Core responsibilities by domain

Cloud security engineering

• Support implementation of cloud security controls across supported cloud platforms.
• Implement and maintain cloud security controls across supported platforms with Cloud native policies, WIZ rules.
• Able to fluently work with KQL, WIZ, Splunk, Azure Policies, bash, Powershell, gcloud, Terraform, Log Analytics, Microsoft Sentinel, Gitlab - All development tools fluently in an enterprise setting.
• Work with platform, DevOps, architecture, and application teams to embed security into engineering workflows.
• Promote adoption of automated controls, secure design patterns, and policy enforcement.

Engineering partnership

Cloud security strategy and governance

• Contribute to standards adoption, remediation governance, exception handling, and security maturity efforts.

Cloud security posture management

• Implement and support posture management processes across third-party tools as such as WIZ and cloud-native capabilities.
• Support detection, prioritization, and remediation of misconfigurations.

AI Security

• Act as an AI enabler by identifying opportunities to apply AI to strengthen cloud security outcomes.
• Support implementation of AI capabilities to improve threat detection, posture analysis, risk prioritization, and security operations efficiency.
• Help streamline cloud security tooling, processes, and workflows through intelligent automation and AI-driven insights.
• Promote practical and responsible use of AI as a force multiplier for cloud security effectiveness, scalability, and operational maturity

What success looks like

• Cloud security controls are implemented consistently, effectively, and at scale.
• AI is integrated into all processes and controls in suppor to increase controls effectiveness and streamline operational efforts
• Security is embedded into engineering and deployment workflows with reduced manual effort.
• Posture management findings are better prioritized, more actionable, and more effectively remediated.
• Wiz, cloud-native policies, and automation capabilities work together to improve visibility and reduce cloud risk.
• Cloud control implementations demonstrate alignment to NIST SP 800-53 and enterprise standards.
• Engineering teams adopt secure patterns more consistently with fewer design and control exceptions.
• Governance and audit stakeholders receive clearer technical support, evidence, and remediation transparency.

At BNY, our culture speaks for itself, check out the latest BNY news at:
[BNY Newsroom]
[BNY LinkedIn]

Here's a few of our recent awards:

• America's Most Innovative Companies, Fortune, 2025
• World's Most Admired Companies, Fortune 2025
• "Most Just Companies", Just Capital and CNBC, 2025

Our Benefits and Rewards:
BNY offers highly competitive compensation, benefits, and wellbeing programs rooted in a strong culture of excellence and our pay-for-performance philosophy. We provide access to flexible global resources and tools for your life's journey. Focus on your health, foster your personal resilience, and reach your financial goals as a valued member of our team, along with generous paid leaves, including paid volunteer time, that can support you and your family through moments that matter.
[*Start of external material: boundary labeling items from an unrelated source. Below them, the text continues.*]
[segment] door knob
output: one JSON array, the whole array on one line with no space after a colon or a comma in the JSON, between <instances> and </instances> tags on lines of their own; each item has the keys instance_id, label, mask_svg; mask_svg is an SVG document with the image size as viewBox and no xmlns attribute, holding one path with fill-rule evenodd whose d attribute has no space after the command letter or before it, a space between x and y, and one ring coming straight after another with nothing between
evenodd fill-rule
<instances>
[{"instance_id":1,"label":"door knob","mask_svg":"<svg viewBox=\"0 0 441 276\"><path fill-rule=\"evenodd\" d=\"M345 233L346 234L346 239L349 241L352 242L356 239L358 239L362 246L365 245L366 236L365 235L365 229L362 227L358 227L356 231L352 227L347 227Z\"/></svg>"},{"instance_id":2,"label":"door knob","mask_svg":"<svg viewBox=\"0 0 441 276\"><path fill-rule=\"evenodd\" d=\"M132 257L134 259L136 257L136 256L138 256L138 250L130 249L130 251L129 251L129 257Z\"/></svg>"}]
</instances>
BNY is an Equal Employment Opportunity/Affirmative Action Employer - Underrepresented racial and ethnic groups/Females/Individuals with Disabilities/Protected Veterans.

BNY assesses market data to ensure a competitive compensation package for our employees. The base salary for this position is expected to be between $83,000 and $209,000 per year at the commencement of employment. However, base salary if hired will be determined on an individualized basis, including as to experience and market location, and is only part of the BNY total compensation package, which, depending on the position, may also include commission earnings, discretionary bonuses, short and long-term incentive packages, and Company-sponsored benefit programs.

This position is at-will and the Company reserves the right to modify base salary (as well as any other discretionary payment or compensation) at any time, including for reasons related to individual performance, change in geographic location, Company or individual department/team performance, and market factors.